Best stage presence: Slayyyter
Whether it was her dancing or her audience engagement, Slayyyter absolutely took over her stage with nothing but a DJ and a furry pink coat. I knew nothing about Slayyyter before ACL but found myself singing along to songs I didn’t know existed and looked away only once during her entire set, and that was to adjust my fanny pack so I could dance better. She clearly had a good command of her audience, and though there were some technical difficulties during her set, she took it like a champ and still slayed.

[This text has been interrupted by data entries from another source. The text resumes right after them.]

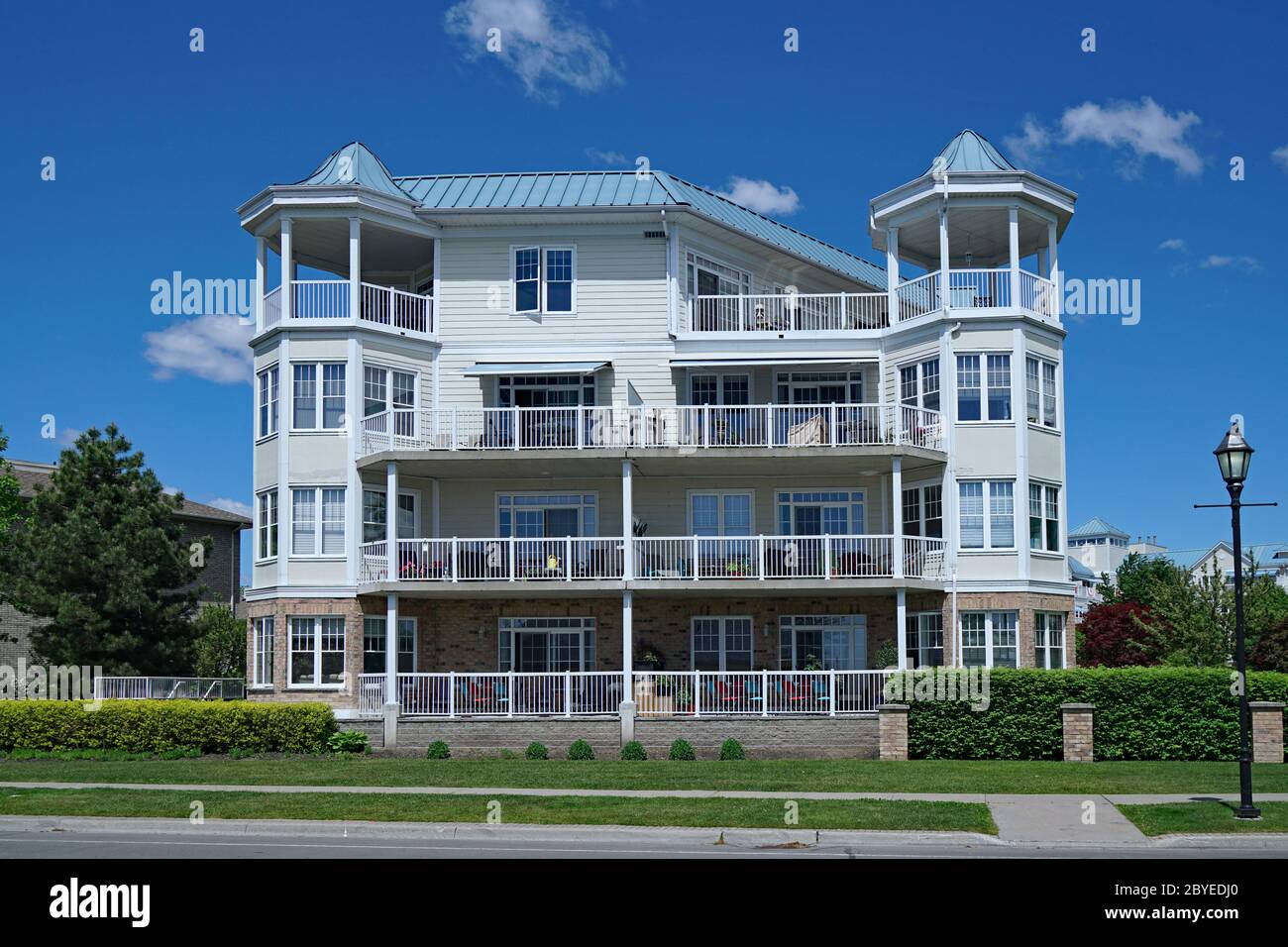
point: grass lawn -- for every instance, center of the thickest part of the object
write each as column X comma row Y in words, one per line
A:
column 819, row 776
column 1196, row 818
column 713, row 813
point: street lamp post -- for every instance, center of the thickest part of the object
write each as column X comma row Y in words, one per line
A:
column 1233, row 457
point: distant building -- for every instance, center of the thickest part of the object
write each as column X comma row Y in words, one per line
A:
column 220, row 577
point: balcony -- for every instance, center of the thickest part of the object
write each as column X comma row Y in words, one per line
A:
column 572, row 560
column 845, row 312
column 327, row 302
column 690, row 427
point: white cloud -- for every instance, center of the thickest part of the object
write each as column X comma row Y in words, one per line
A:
column 224, row 502
column 1145, row 128
column 544, row 46
column 605, row 158
column 1028, row 146
column 210, row 347
column 761, row 196
column 1248, row 264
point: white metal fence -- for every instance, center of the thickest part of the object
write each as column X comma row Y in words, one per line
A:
column 168, row 688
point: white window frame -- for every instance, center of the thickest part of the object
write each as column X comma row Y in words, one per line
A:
column 316, row 684
column 320, row 397
column 791, row 625
column 722, row 637
column 1009, row 618
column 265, row 639
column 583, row 625
column 542, row 285
column 320, row 521
column 268, row 402
column 267, row 527
column 720, row 509
column 1048, row 513
column 1042, row 644
column 403, row 624
column 987, row 495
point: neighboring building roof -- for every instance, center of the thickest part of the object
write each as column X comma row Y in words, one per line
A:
column 31, row 474
column 1096, row 527
column 1080, row 573
column 970, row 151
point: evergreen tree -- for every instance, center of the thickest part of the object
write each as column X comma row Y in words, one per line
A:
column 102, row 557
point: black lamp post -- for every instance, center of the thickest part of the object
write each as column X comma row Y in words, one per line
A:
column 1234, row 455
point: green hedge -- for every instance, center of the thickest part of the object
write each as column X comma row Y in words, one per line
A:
column 161, row 725
column 1141, row 714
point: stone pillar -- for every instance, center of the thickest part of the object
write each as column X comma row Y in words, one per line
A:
column 1267, row 731
column 893, row 731
column 1077, row 723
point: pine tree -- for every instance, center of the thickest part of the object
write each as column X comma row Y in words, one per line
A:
column 102, row 557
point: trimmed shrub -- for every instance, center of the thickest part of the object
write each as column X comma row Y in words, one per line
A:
column 732, row 750
column 1141, row 714
column 348, row 741
column 159, row 727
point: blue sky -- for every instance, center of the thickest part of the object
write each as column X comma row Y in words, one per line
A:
column 156, row 146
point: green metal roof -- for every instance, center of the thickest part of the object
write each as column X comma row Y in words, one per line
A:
column 1098, row 527
column 970, row 151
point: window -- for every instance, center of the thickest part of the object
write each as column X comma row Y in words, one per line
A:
column 267, row 389
column 314, row 403
column 918, row 384
column 374, row 523
column 263, row 663
column 923, row 510
column 818, row 513
column 546, row 644
column 317, row 651
column 822, row 642
column 925, row 631
column 266, row 532
column 1044, row 517
column 317, row 521
column 1048, row 639
column 990, row 639
column 721, row 644
column 992, row 531
column 1039, row 384
column 997, row 373
column 374, row 644
column 544, row 278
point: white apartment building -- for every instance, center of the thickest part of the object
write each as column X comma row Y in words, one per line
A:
column 651, row 451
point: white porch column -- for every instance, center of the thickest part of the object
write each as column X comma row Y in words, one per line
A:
column 943, row 261
column 893, row 272
column 897, row 514
column 1013, row 217
column 1056, row 278
column 391, row 521
column 355, row 266
column 261, row 270
column 901, row 624
column 287, row 272
column 627, row 522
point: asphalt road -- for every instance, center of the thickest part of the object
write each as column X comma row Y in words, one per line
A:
column 555, row 844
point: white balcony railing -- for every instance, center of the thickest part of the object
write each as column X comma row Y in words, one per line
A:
column 694, row 558
column 455, row 693
column 758, row 693
column 330, row 300
column 657, row 427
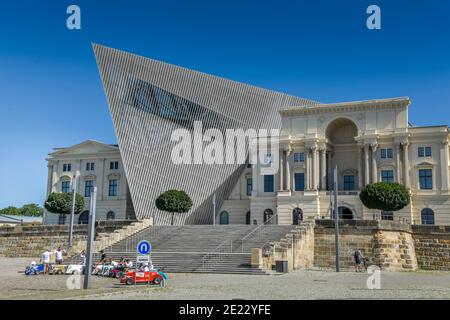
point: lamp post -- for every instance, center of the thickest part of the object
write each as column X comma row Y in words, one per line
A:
column 72, row 211
column 90, row 240
column 336, row 219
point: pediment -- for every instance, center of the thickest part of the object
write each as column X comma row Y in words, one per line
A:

Worst technical difficulties: P!nk
P!nk’s set was plagued by technical difficulties, causing her to restart her cover of Bishop Briggs’ “River” as well as an acoustic cover accompanied by her guitarist. (She also stumbled on stage, but thankfully didn’t fall). These snafus were redeemed by the singer’s signature frankness (“I like this song too much to mess it up”) and practiced professionalism. All in all, though, the crowd knew almost every word and seemed consistently engaged, and P!nk’s not-so-surprise encore, where she soared over the audience doing acrobatics on a harness, knocked it out of the (literal) park.
Best crowd: Paramore
I’ve never seen anyone look at someone with as much hate as the crowd directed at the high schoolers who said they’d never heard of Hayley Williams. There were signs proclaiming their love for Williams and the band as a whole, and the bruises on my arms are proof that the crowd (which extended past nearby stages) was into the music to say the least. Morgan had the chance to live out her 13-year-old dream of singing “Misery Business,” and she was beyond thrilled. It wasn’t just her, though, we swear – the entire crowd was singing, dancing and jumping along to every word.
Worst decision to not make a headliner: Lil Nas X
Lil Nas X owns the radio. Argue with me if you’d like, but you won’t convince me otherwise. His space in the cultural consciousness of everyone under 25 is hard to beat, and his set was full of extravagant sets, costumes and even a plot stringing the performances together. So why was he not a headliner? His crowd rivaled those of headliners that evening, even in the blistering Texas heat. Giving him more time and space for his set would have allowed his music and ingenuity to truly shine.
Best stage energy: Tobe Nwigwe
The Houston-born rapper’s stage presence was undeniable, particularly with the help of his wife, Martica “Fat” Nwigwe, who is also a singer, as well as backup dancers and singers appropriately clad in mint green. Hits like “Hella Black” and “Lord Forgive Me” were definite standouts, and seemed to draw in more viewers as the set continued. Nwigwe also made sure to consistently engage the crowd, calling on them to dance because “when the lights go out, everybody is Black.”
Worst case of mediocrity: Sabrina Claudio
Some music was made to be performed at ACL. Sabrina Claudio’s music is not on that list. While I can appreciate her soft, sultry voice in a different time and place, it seemed like she was having difficulty providing the hype that ACL is known for. After a while, every song began to sound the same. Admittedly, she was recovering from the flu, and her outfit was still fantastic. Claudio said it herself: “I feel like I’m too chill for y’all,” but she delivered a commendable effort despite her underwhelming performance.
Worst mosh pits: BIA
BIA’s performance, though slightly delayed, was still a delight to watch and sing along to, with an enthusiastic DJ and great dancers. That doesn’t change the fact that, however, her crowd was filled with moshing ten-year-olds. Even if you’re pro-moshing, it does get exhausting when at every beat drop, you either have to hope you aren’t caught up in the crowd or mosh with people at least a decade younger than you.